From University Lab to Quantum Hype Stock
IonQ (NYSE:IONQ | IONQ Price Prediction) hit the public market in October 2021 via a SPAC merger with dMY Technology Group III, becoming the first pure-play quantum computing stock investors could actually buy. The pitch was bold: a trapped-ion architecture spun out of University of Maryland and Duke research, aimed at solving problems classical computers cannot.
The journey since has been brutal and then euphoric. Shares cratered through the 2022 quantum winter, falling about 80% in 2022 alone, before AI-adjacent enthusiasm reignited the sector in late 2024. Under CEO Niccolo de Masi, the company went on an acquisition spree in 2025, scooping up Oxford Ionics for roughly $1.075 billion, along with Lightsynq, Capella, Vector Atomic, and announcing SkyWater Technology. An October 2025 $2 billion equity raise pushed pro-forma cash to roughly $3.5 billion.
The fundamentals finally caught up to the story. IonQ became the first quantum company to exceed $100 million in annual GAAP revenue, and Q1 FY26 revenue hit $64.67 million, up 755% year over year.
Your $1,000 Since the SPAC Merger Is Now $7,760
Since SPAC Merger (October 2021)
- Initial Investment: $1,000
- Current Value: $7,760
- Total Return: 676.09% (from $9.20 to $71.40)
- Annualized Return: roughly 55%
- S&P 500 (same period): approximately $1,450 (45%)
1-Year Return
- Initial Investment: $1,000
- Current Value: $1,760
- Total Return: 75.99%
- S&P 500 (same period): approximately $1,140 (14%)
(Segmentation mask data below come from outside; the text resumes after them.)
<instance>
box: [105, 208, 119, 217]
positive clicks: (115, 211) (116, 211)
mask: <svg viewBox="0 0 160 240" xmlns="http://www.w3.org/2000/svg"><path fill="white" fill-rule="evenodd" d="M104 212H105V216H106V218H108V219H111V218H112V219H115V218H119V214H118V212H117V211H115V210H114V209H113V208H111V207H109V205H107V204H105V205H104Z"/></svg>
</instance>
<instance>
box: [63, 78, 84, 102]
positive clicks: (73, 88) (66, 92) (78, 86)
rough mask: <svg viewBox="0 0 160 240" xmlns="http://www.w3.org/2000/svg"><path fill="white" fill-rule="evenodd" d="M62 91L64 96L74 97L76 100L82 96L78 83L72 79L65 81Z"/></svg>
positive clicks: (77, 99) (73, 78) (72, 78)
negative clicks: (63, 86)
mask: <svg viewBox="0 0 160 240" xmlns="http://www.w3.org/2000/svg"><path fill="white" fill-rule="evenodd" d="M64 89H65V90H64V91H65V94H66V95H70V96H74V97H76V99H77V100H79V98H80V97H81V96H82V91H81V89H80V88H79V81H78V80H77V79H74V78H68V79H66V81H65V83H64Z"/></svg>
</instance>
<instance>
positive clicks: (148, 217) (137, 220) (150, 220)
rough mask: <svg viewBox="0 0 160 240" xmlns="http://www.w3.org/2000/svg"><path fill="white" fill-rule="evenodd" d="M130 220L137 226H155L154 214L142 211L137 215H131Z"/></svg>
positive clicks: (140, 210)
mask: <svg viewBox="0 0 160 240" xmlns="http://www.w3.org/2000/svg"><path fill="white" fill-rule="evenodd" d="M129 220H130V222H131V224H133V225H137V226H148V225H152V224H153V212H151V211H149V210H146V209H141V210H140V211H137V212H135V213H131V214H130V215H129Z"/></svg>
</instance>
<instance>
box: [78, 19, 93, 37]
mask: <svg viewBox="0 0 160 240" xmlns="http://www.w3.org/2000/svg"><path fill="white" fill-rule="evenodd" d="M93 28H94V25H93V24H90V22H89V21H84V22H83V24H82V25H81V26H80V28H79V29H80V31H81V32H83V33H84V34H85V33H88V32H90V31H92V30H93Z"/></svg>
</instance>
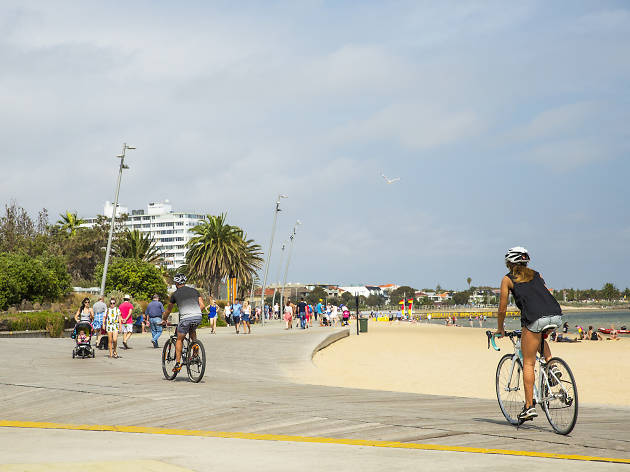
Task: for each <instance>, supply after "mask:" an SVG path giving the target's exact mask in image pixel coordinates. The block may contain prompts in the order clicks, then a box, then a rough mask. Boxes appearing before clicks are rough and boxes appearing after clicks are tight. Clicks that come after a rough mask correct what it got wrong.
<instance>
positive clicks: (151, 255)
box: [114, 229, 162, 263]
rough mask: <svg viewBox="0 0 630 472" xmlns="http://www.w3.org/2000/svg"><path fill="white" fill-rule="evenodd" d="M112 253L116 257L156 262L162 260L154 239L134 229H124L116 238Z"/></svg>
mask: <svg viewBox="0 0 630 472" xmlns="http://www.w3.org/2000/svg"><path fill="white" fill-rule="evenodd" d="M114 254H116V255H117V256H118V257H125V258H129V259H137V260H140V261H144V262H150V263H158V262H160V261H161V260H162V255H161V254H160V250H159V249H158V248H157V246H156V245H155V239H153V237H152V236H151V235H150V234H149V233H142V232H141V231H139V230H137V229H134V230H133V231H129V230H126V231H125V232H124V233H122V234H121V235H120V236H118V238H117V239H116V243H115V245H114Z"/></svg>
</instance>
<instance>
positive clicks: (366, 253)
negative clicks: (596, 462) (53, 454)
mask: <svg viewBox="0 0 630 472" xmlns="http://www.w3.org/2000/svg"><path fill="white" fill-rule="evenodd" d="M0 63H1V64H2V66H1V67H0V142H1V143H2V148H3V149H2V167H3V172H2V173H0V197H1V198H0V203H3V204H4V203H8V202H9V201H10V200H11V199H15V200H16V201H17V203H18V204H19V205H21V206H23V207H25V208H26V209H27V210H29V211H30V212H32V213H33V214H36V212H37V211H38V210H39V209H40V208H42V207H45V208H47V209H48V211H49V213H50V215H51V219H52V220H53V221H54V220H56V219H57V215H58V214H59V213H60V212H64V211H66V210H70V211H77V212H78V214H79V215H80V216H83V217H87V216H93V215H95V214H98V213H102V212H103V204H104V202H105V201H106V200H109V201H112V200H113V199H114V190H115V181H116V175H117V171H118V168H117V165H118V164H117V163H118V160H117V159H116V158H115V156H116V155H117V154H119V153H120V152H121V148H122V143H123V142H127V143H129V144H131V145H133V146H136V147H137V149H136V150H133V151H128V157H127V163H128V165H129V167H130V169H129V170H127V171H125V173H124V174H123V181H122V187H121V192H120V204H121V205H123V206H127V207H129V208H146V205H147V203H148V202H154V201H161V200H164V199H169V200H170V201H171V203H172V205H173V207H174V210H176V211H191V212H193V211H194V212H201V213H204V214H206V213H207V214H219V213H223V212H227V214H228V221H229V222H230V223H232V224H235V225H238V226H241V227H242V228H244V229H245V231H246V232H247V234H248V236H249V237H251V238H254V239H255V240H256V241H257V242H259V243H260V244H261V245H262V246H263V248H264V250H265V251H267V249H268V246H269V239H270V236H271V226H272V219H273V213H274V208H275V200H276V198H277V196H278V194H280V193H284V194H286V195H288V198H287V199H284V200H282V204H281V208H282V210H283V211H282V212H281V213H280V215H279V218H278V225H277V231H276V238H275V242H274V248H273V251H272V258H271V259H272V260H271V266H270V271H269V280H270V281H275V280H277V279H278V274H279V262H280V257H281V254H280V251H279V248H280V246H281V243H282V241H283V240H286V239H287V237H288V235H289V233H290V232H291V230H292V228H293V226H294V225H295V222H296V220H297V219H299V220H300V221H301V222H302V225H300V226H299V227H298V229H297V234H296V238H295V243H294V248H293V253H292V258H291V265H290V269H289V276H288V280H289V281H293V282H304V283H306V282H310V283H316V282H321V283H339V284H345V285H350V284H378V283H383V284H384V283H398V284H407V285H411V286H414V287H416V288H434V287H435V286H436V285H437V284H440V285H441V286H442V287H448V288H452V289H463V288H465V287H467V283H466V278H467V277H471V278H472V284H473V285H492V286H498V284H499V282H500V280H501V277H502V275H503V274H504V273H505V272H506V269H505V266H504V263H503V256H504V254H505V252H506V250H507V249H508V248H509V247H512V246H516V245H522V246H525V247H526V248H528V249H529V251H530V254H531V257H532V263H531V266H532V267H534V268H535V269H537V270H539V271H540V272H541V274H542V275H543V277H544V278H545V280H546V281H547V285H548V286H550V287H555V288H569V287H575V288H589V287H595V288H598V287H601V286H602V285H603V284H604V283H605V282H613V283H615V284H616V285H617V286H618V287H620V288H625V287H627V286H630V270H629V269H628V268H629V267H630V250H629V247H630V220H629V210H628V202H629V201H630V190H629V188H630V185H628V180H629V177H630V159H629V156H630V127H628V122H630V106H629V105H630V4H629V3H628V2H624V1H618V2H615V1H598V2H592V1H586V2H581V1H556V2H546V1H532V2H528V1H522V2H503V1H482V2H466V1H455V2H448V1H440V2H428V1H427V2H422V1H409V2H405V1H391V2H379V1H374V2H369V1H366V2H342V1H315V0H312V1H308V0H305V1H299V2H295V1H287V2H282V1H274V2H272V1H269V2H267V1H264V2H263V1H261V2H248V1H240V2H231V1H224V2H223V1H220V2H204V1H187V2H170V1H127V2H122V1H112V2H89V1H82V2H64V1H55V2H48V1H41V2H31V1H23V0H21V1H12V0H4V1H3V2H2V3H0ZM381 174H385V175H387V176H388V177H400V181H399V182H396V183H393V184H390V185H388V184H386V182H385V180H384V179H383V178H382V177H381ZM285 260H286V259H285Z"/></svg>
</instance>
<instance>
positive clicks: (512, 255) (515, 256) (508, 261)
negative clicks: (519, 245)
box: [505, 246, 530, 265]
mask: <svg viewBox="0 0 630 472" xmlns="http://www.w3.org/2000/svg"><path fill="white" fill-rule="evenodd" d="M529 261H530V258H529V253H528V252H527V249H525V248H524V247H521V246H516V247H513V248H510V249H508V252H507V254H506V255H505V262H511V263H512V264H523V265H526V264H527V263H528V262H529Z"/></svg>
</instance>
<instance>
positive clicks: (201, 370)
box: [162, 325, 206, 383]
mask: <svg viewBox="0 0 630 472" xmlns="http://www.w3.org/2000/svg"><path fill="white" fill-rule="evenodd" d="M169 326H171V327H172V326H174V325H169ZM176 342H177V330H175V332H174V333H172V334H171V335H170V337H169V338H168V341H166V342H165V343H164V348H162V372H163V373H164V377H165V378H166V380H173V379H175V377H177V374H178V372H173V367H175V343H176ZM180 364H181V365H182V366H184V365H185V366H186V370H187V371H188V378H189V379H190V381H191V382H195V383H197V382H199V381H200V380H201V379H202V378H203V374H204V373H205V372H206V350H205V348H204V347H203V343H202V342H201V341H200V340H199V339H195V340H194V341H193V340H192V339H190V335H188V334H187V335H186V337H185V338H184V340H183V346H182V357H181V361H180Z"/></svg>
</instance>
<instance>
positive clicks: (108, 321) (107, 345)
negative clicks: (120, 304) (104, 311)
mask: <svg viewBox="0 0 630 472" xmlns="http://www.w3.org/2000/svg"><path fill="white" fill-rule="evenodd" d="M121 329H122V328H121V322H120V310H119V309H118V307H117V306H116V299H115V298H112V299H110V301H109V307H108V308H107V314H106V315H105V330H106V331H107V340H108V343H107V347H108V348H109V357H110V358H114V359H118V351H117V350H116V348H117V347H118V332H119V331H120V330H121Z"/></svg>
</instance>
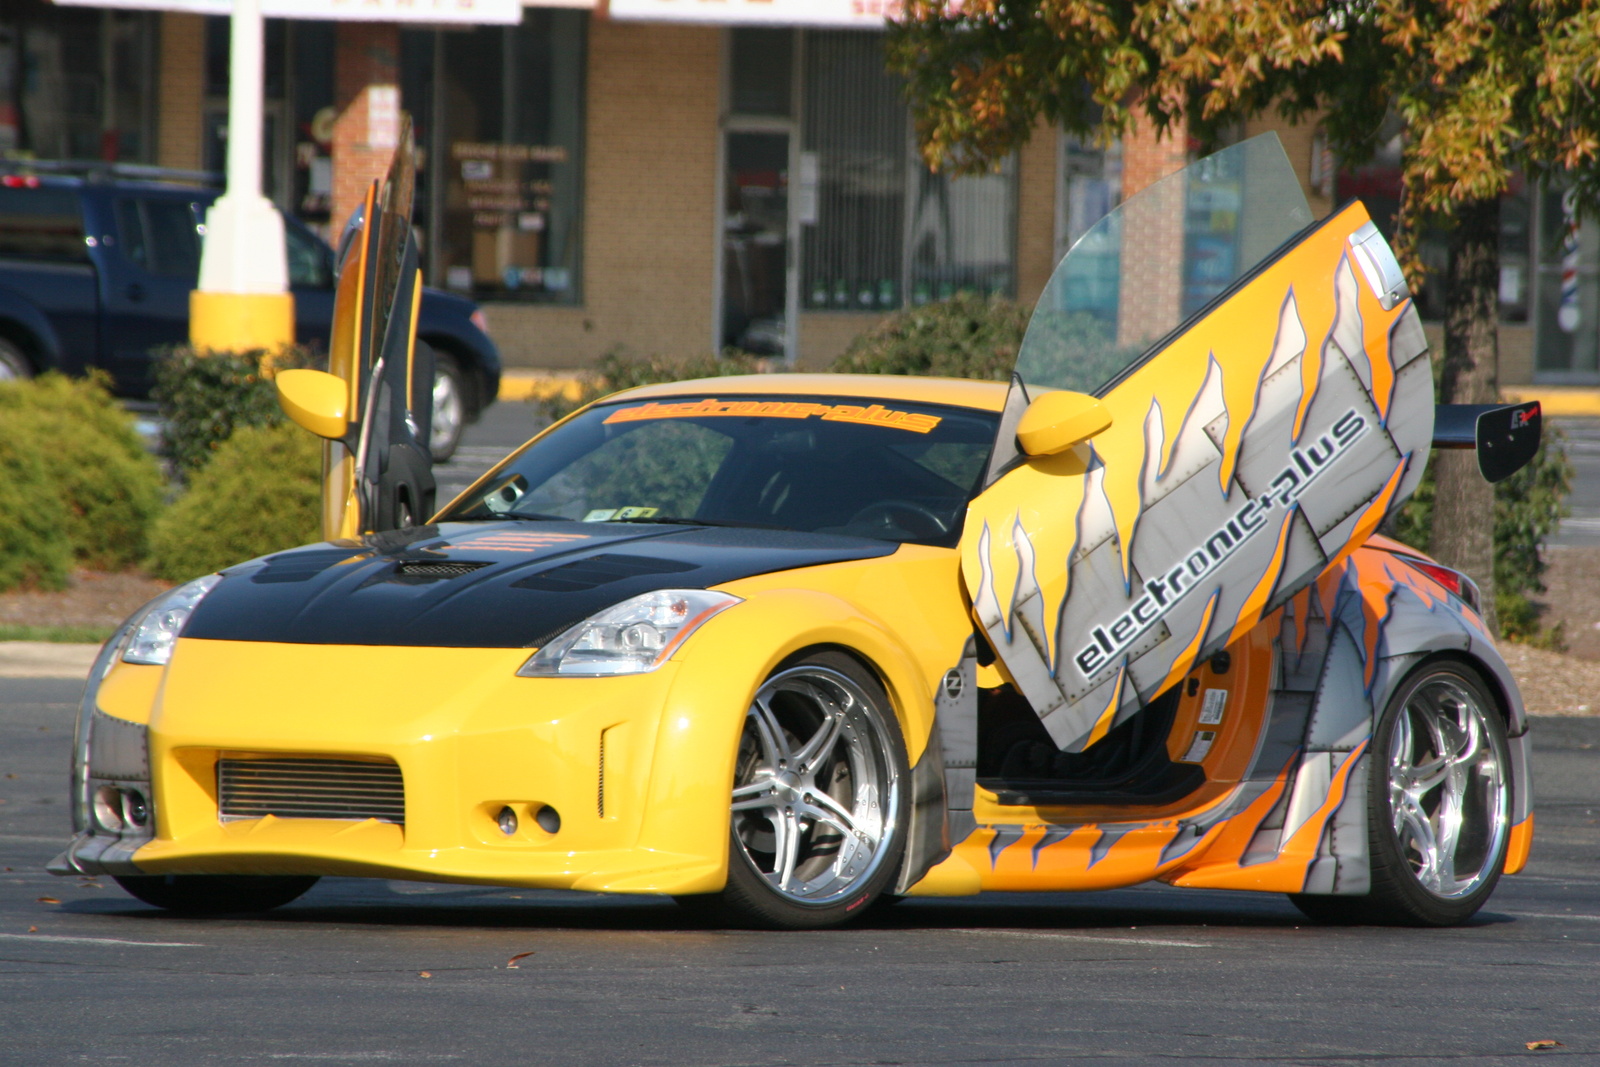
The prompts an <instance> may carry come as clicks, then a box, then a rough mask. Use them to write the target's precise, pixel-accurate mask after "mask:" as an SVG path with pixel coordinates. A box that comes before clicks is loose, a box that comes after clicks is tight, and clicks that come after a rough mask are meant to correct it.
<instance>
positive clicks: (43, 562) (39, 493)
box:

IonQ went public in October 2021, so a true 10-year window does not exist. Holding from the SPAC required surviving a drawdown that wiped out roughly four-fifths of the starting price. The reward came almost entirely in the final 18 months, as quantum sentiment reversed and revenue inflected.
The Bull Case, With Eyes Open
The bull case rests on whether quantum computing is entering a real commercial adoption curve and that a $3.5 billion cash war chest plus 99.99% two-qubit gate fidelity give it a durable lead. The Q1 print and raised $260 million to $270 million full-year guide back that thesis.
The bear case centers on dilution and burn. The company posted a $512 million net loss in FY25, Q1 stock-based compensation hit $128.52 million, and the stock trades at 139x sales. IBM, Google, and Quantinuum are not standing still.
The takeaway: a small position with a long horizon suits the risk profile. The risk is real, but so is the optionality. A venture-style sizing, rather than a core holding allocation, fits the risk profile.